Im Verlauf des Abends wurde ausgiebig der Oscar-Academy gedankt. Gott wurde gedankt. Dann irgendwelchen Managern, vielen Müttern, jemand dankte Hund und Katze, Kindern wurde gedankt, Filmverleihern, Sexarbeitern. Alles dabei.

Niemand musste sich übergangen fühlen. Ausser vielleicht J. D. Vance. Ihm dankte wieder keiner. «Have you said thank you once?», hatte der Vizepräsident am Freitag Selenski im Weissen Haus angeraunzt. Aber das Dolby Theatre ist nicht das Oval Office. Am Hollywood Boulevard heisst der Hausherr nicht Trump, und der Moderator der 97. Academy Awards, Conan O’Brien, war nicht auf Krawall gebürstet.

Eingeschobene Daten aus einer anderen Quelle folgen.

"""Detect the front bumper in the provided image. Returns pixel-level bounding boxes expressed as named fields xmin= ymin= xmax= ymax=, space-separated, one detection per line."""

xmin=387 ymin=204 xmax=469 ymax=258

Der übliche Palästina-Krawall

Es waren weitgehend unpolitische Oscars. Nur der Nahostkonflikt war kurz Thema. «No Other Land», ein reisserischer Film von selbsterklärten propalästinensischen Aktivisten, gewann den Dokumentarfilm-Oscar. Der Co-Regisseur Basel Adra unterstellte Israel eine ethnische Säuberung in den palästinensischen Gebieten. Gleichzeitig forderte sein israelischer Kollege Yuval Abraham immerhin auch, dass die Geiseln der Hamas freigelassen würden.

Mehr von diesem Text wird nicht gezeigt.